Ultra-high-yield dividend stock No. 1 billionaires can't stop buying: AT&T (6.54% yield)

Do dividends make you money? ›

Dividends can have a big impact on your portfolio over time. They can help generate income during retirement or earlier and can also be reinvested to increase your total investment return.

What are the pros and cons of stock dividends? ›

The Pros & Cons Of Dividend Stock Investing
  • Pro #1: Insulation From The Stock Market. ...
  • Pro #2: Varied Fluctuation. ...
  • Pro #3: Dividends Can Provide A Reliable Income Stream. ...
  • Con #1: Less Potential For Massive Gains. ...
  • Con #2: Disconnect Between Dividends & Business Growth. ...
  • Con #3: High Yield Dividend Traps. ...
  • Further Reading.
Nov 22, 2023

Why is dividend investing superior to growth? ›

Some of the advantages of dividend stocks are that they tend to outperform growth stocks, offer consistent cash flow at regular intervals, and because stocks that offer dividends typically indicate that a company is financially healthy enough to pay shareholders cash, the investment can be less risky.

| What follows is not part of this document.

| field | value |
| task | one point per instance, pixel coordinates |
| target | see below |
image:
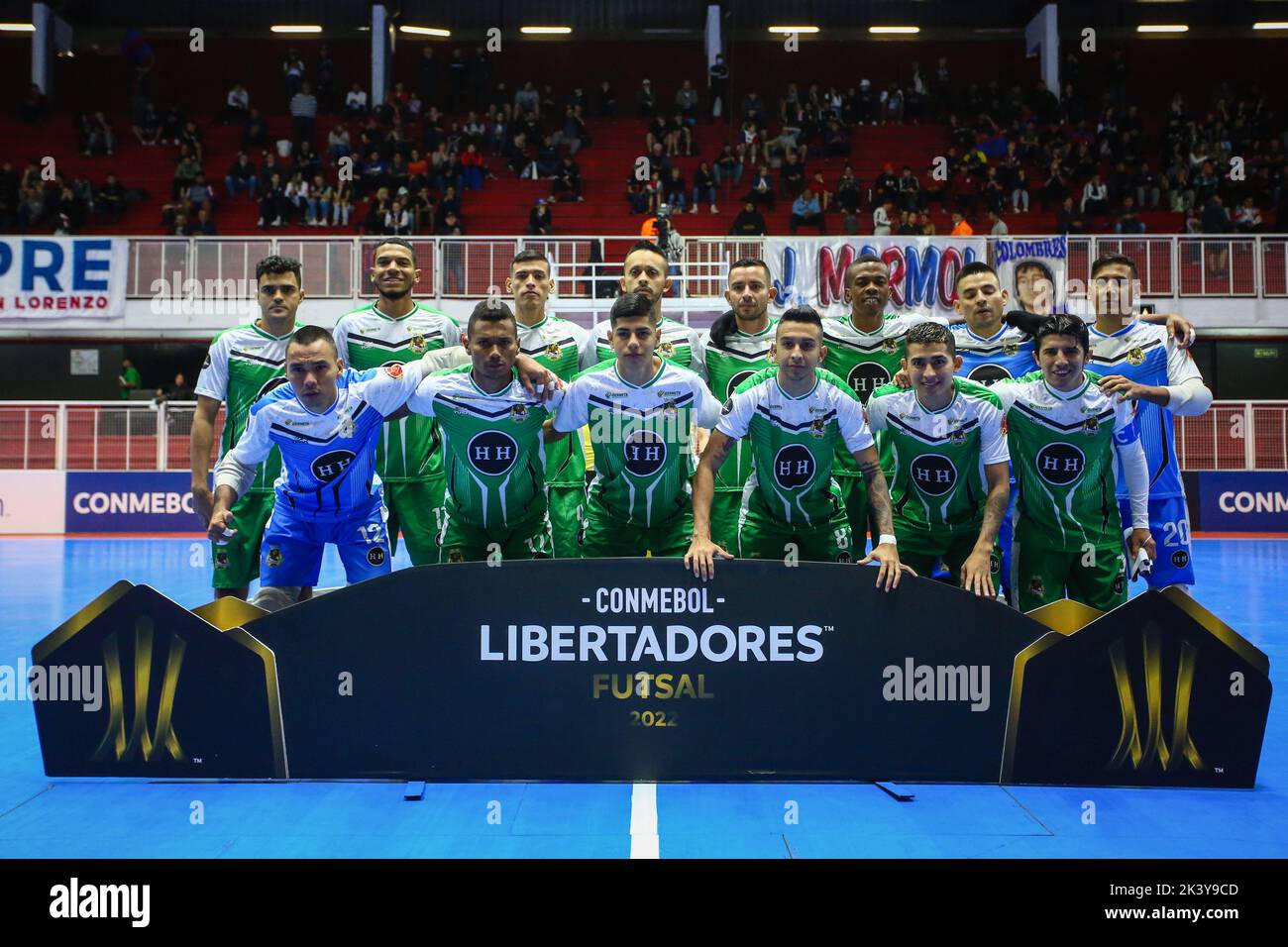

What is the purpose of share dividend? ›

Why do companies pay dividends? Paying dividends allows companies to share their profits with shareholders, which helps to thank shareholders for their ongoing support via higher returns and to incentivise them to continue holding the stocks.

How is it possible that dividends are so important? ›

Key Takeaways. Companies that issue dividends can provide inherent fidelity to the financial state of the company; unhealthy companies are generally not in a position to provide dividends to their shareholders. Even during periods of recession, dividend stocks have historically shown growth.

Why is dividend per share important? ›

Dividend Per Share (DPS) is the total amount of dividends attributed to each individual share outstanding of a company. Calculating the dividend per share allows an investor to determine how much income from the company he or she will receive on a per-share basis.